Assign all your ETL users to the
etl user group:
create group etl with user etl_execution;
Now when the user
etl_execution executes an
etl job, if it takes more than 2 minutes (3,000,000 milliseconds), the timeout parameter of the first defined queue of the user (
fast_etl_execution) will cancel the execution in that queue and route it to the long_etl_execution queue. The slow_etl_execution queue has more memory and lower concurrency level so each query has more power to finish the job.
We can check the memory allocation of our queues with the statement:
select name , service_class , num_query_tasks as slots , query_working_mem as memory from STV_WLM_SERVICE_CLASS_CONFIG
The result shows the memory and the available slots for different “Service class #x” queues, where x denotes a queue mapped to the Redshift console “Query X” queue.
You can also see the internal query queues which are not accessible to users,
service_class 1-4, and a super user query queue,
Queues Management Tips
Let’s look at some general tips on working with query queues.
Having only default execution queue can cause bottlenecks. If a large time-consuming query blocks the only default queue small, fast queries have to wait. Make sure you create at least one user-defined query besides the Redshift default query queue. I recommend creating a separate query queue for fast and slow queries — in our example,
fast_etl_execution. Mind the level of concurrent processes that run across all the query queues in Redshift. Another recommendation is having a level of concurrency of at least 2 in particular queues.
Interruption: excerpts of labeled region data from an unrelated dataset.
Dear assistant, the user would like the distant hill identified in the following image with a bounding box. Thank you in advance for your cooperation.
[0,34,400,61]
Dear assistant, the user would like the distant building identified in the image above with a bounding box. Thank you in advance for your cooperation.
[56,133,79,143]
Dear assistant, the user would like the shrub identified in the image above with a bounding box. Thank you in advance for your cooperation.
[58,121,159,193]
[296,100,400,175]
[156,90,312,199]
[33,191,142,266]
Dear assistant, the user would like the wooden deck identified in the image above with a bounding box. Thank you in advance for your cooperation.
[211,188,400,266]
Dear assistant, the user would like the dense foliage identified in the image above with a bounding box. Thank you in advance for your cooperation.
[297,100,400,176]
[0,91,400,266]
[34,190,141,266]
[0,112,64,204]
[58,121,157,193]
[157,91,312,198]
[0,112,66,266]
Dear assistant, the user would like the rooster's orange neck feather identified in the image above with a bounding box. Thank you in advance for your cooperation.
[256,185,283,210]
Dynamic Management for Loads
We can modify the dynamic properties to tune the execution of particular queries that execute within queue via memory allocation. The main way you control this is with wlm_query_slot_count parameter. You should change dynamically wlm_query_slot_count when you perform resource intensive statements like:
VACUUM, which reclaims space and resorts rows in either a specified table or all tables in the current database.
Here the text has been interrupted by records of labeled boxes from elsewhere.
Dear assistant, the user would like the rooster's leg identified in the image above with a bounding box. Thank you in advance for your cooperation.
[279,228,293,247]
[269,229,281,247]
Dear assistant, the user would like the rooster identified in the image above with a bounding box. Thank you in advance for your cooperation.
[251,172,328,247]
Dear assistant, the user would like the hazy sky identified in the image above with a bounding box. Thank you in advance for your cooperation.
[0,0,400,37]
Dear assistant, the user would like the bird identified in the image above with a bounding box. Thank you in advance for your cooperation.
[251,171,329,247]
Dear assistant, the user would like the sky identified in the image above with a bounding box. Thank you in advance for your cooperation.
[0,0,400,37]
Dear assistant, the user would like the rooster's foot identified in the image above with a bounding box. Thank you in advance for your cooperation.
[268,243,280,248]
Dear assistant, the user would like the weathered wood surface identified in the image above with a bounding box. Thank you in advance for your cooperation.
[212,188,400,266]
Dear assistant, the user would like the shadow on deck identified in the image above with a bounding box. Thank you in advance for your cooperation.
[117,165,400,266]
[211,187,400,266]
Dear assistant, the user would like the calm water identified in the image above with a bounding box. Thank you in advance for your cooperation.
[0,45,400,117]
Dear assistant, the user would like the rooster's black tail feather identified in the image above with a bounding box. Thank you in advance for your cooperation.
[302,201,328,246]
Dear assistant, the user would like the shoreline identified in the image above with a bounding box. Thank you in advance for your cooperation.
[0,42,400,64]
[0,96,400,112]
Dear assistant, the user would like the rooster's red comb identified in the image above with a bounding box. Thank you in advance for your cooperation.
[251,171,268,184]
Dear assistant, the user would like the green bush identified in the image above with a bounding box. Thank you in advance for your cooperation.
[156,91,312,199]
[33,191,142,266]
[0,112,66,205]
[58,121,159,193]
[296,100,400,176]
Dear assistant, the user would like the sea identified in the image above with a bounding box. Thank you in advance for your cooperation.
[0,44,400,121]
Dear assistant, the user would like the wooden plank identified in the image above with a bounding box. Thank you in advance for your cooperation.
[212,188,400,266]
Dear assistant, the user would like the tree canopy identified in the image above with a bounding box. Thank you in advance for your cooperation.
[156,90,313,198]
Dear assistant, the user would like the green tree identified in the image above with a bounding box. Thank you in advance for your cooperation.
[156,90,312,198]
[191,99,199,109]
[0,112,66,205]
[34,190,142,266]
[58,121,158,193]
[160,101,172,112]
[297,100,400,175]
ANALYZE, which gathers table statistics for Redshifts optimizer.
COPY, which transfers data into Redshift.
You should set the statement to use all the available resources of the query queue. In this case where the concurrency setting of the queue is 10 we set the slot count to 10 (meaning the following query will use all the available slots of the queue):
set wlm_query_slot_count to 10; vacuum; set wlm_query_slot_count to 1;
After the statement finishes (
VACUUM will take some time if you have a large database), you reset the session to use the normal slot count of one.
It is wise to increase the query slot count for
COPY statements when ingesting data into your Redshift cluster.
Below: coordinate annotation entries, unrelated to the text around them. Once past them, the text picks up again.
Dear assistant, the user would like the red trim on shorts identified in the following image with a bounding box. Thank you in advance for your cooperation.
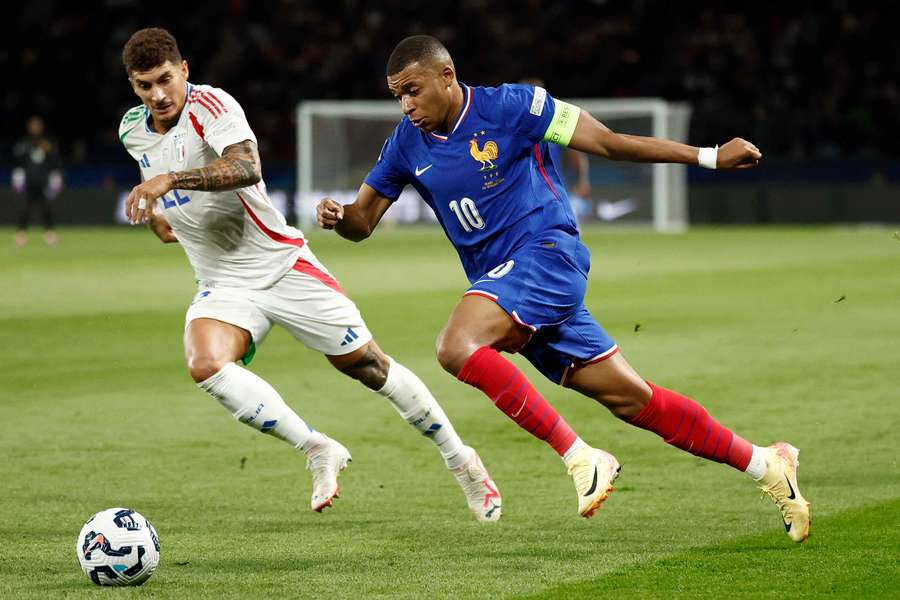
[188,111,206,141]
[463,290,497,302]
[534,144,559,200]
[580,346,619,367]
[292,258,347,296]
[234,191,306,248]
[509,311,537,333]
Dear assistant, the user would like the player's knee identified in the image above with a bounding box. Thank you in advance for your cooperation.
[328,342,391,391]
[436,332,472,377]
[188,356,228,383]
[597,388,650,422]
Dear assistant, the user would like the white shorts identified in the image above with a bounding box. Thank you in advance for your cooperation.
[184,247,372,364]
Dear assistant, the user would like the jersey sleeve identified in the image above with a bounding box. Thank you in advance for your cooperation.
[187,87,256,156]
[502,84,580,146]
[365,125,409,200]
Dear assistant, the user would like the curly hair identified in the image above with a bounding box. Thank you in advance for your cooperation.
[122,27,181,76]
[387,35,453,77]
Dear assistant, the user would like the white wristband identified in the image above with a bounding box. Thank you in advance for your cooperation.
[697,146,719,169]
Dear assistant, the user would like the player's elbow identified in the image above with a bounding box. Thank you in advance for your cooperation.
[338,225,372,242]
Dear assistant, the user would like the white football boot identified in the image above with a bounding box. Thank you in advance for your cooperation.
[306,434,353,512]
[759,442,812,542]
[565,446,621,519]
COPY works best with maximal parallelism enabled so that Redshift can route all the data into the nodes simultaneously.
Superuser Queue for Housekeeping
You can switch the query group of a query to the superuser queue for housekeeping activities like analyzing of even killing a query.
Changing the queue is done with the set
query_group command. Command to gather statistics with the superuser queue is:
set query_group to 'superuser'; analyze; reset query_group;
As usual, there is no one universal setup to cover all the query setups of the Redshift cluster; it heavily depends on user requirements that you are implementing. Working with query queues without a predefined tool is more of an art form than a science. You will come to your optimal configuration after some trial and error.
We covered some rules that get you to a great Redshift cluster setup. More often than not, you will setup a different a separate user defined queue besides the default one. You will set the level of concurrency of at least 2 for a query queue. Finally, you will tune execution of your more demanding statements to use all the resources available in the query queue.